Ferns are great garden or container plants. Depending on the variety, they may thrive in shade, low light, or bright indirect light. Whatever your indoor or outdoor conditions, there’s probably a fern that’s right for you. As long as you keep it well watered, your in-ground or potted fern should reward you with dramatic, sweeping foliage. As with most plants though, especially those that are potted, ferns will outgrow their location if given enough time. Keep reading to learn more about separating ferns and how to divide fern plants.
How to Divide Fern Plants
As a general rule, ferns need to be repotted or divided every 3 to 5 years. If your plant is starting to die out in the middle and produce smaller leaves, chances are it’s outgrown its container or garden space.
It’s possible to simply move it to a bigger container, but most gardeners choose dividing fern plants instead. Separating ferns is easy and almost always successful because, unlike a lot of perennials, ferns and their roots can take some serious manhandling.
Division of Ferns
The best time to divide ferns is in the spring. When separating a fern, you first need to remove it from its old pot or dig up the clump. Once it’s out, brush off and shake loose as much soil as you can. It may not be much, as ferns tend to have very tight, interlocking root balls.
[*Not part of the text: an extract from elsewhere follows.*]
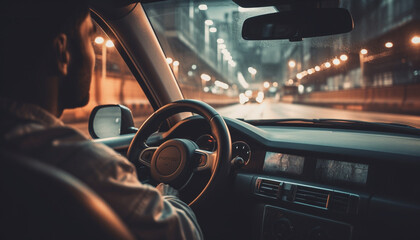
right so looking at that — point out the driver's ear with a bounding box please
[53,33,70,76]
Next, use a long serrated knife to cut the root ball either into halves or quarters. Make sure there are leaves attached to each section, and try to keep the number of leaves balanced. Fern roots are tough and it may take some work to cut through them, but the plant can handle it.
After your fern is separated, move each section to a new pot or garden space and fill it in with well-draining but somewhat water retentive soil, preferably with some grit and lots of organic matter. Water each section well and continue watering more than usual while the plants get established.